Now and again, when I feel British, I’ll think “splendid” instead of “great.” When we were touring Ireland a few years ago, our Irish bus driver would point at something and say, “just there” instead of the American “over there.” I like that. I brought it back with me as a souvenir. I fancy myself a Southern Belle in a former life. Often, while teaching, I’d speak with a southern accent during an entire period. It drove some students to distraction, mystified some, irritated others, and absorbed and entertained still others. I didn’t really do it for them. I love a southern accent. My favorite heroine is Scarlett O’Hara. Fiddledeedee, why not speak with southern flair?
I haven’t written poetry for some time, but I must. I love writing poetry. It requires more accuracy in word choice, a sparseness, a clarity, that other kinds of writing don’t demand and speaking certainly doesn’t entertain.

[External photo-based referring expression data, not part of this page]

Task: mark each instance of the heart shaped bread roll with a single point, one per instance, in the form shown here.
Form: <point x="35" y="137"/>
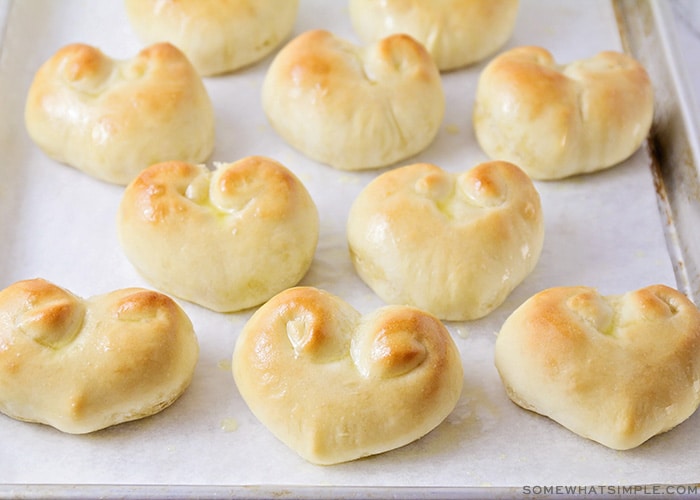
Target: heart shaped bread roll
<point x="217" y="36"/>
<point x="351" y="107"/>
<point x="334" y="385"/>
<point x="617" y="369"/>
<point x="83" y="365"/>
<point x="111" y="119"/>
<point x="557" y="121"/>
<point x="452" y="245"/>
<point x="456" y="33"/>
<point x="228" y="239"/>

Writing poetry is rather like growing a garden. It’s never quite finished. I pick the extra words out, like weeds sprouting up. I water them so they’ll grow, laboring over the one or two words that just don’t fit where I’ve planted them. I find, late June or early July, bare spots after everything has matured. I must plant more, dig for more words to plant in my poem. Ah, but then, the bouquet, the aroma, the beauty of color arrives. I put a title on my poem, smooth down the last stragglers and present it to a crisp white page. I love a well-crafted garden, but I also love the ones that are more fun, less groomed. I like wild gardens, wind-fall gardens. Words that are wind-falls are fun, too. Either way, I cherish all kinds of gardens, whether of flowers or words.
Words keep me company. They travel with me. They educate me. I have jars and jars, journals and journals, lists and lists of words. One can never have too many, you know.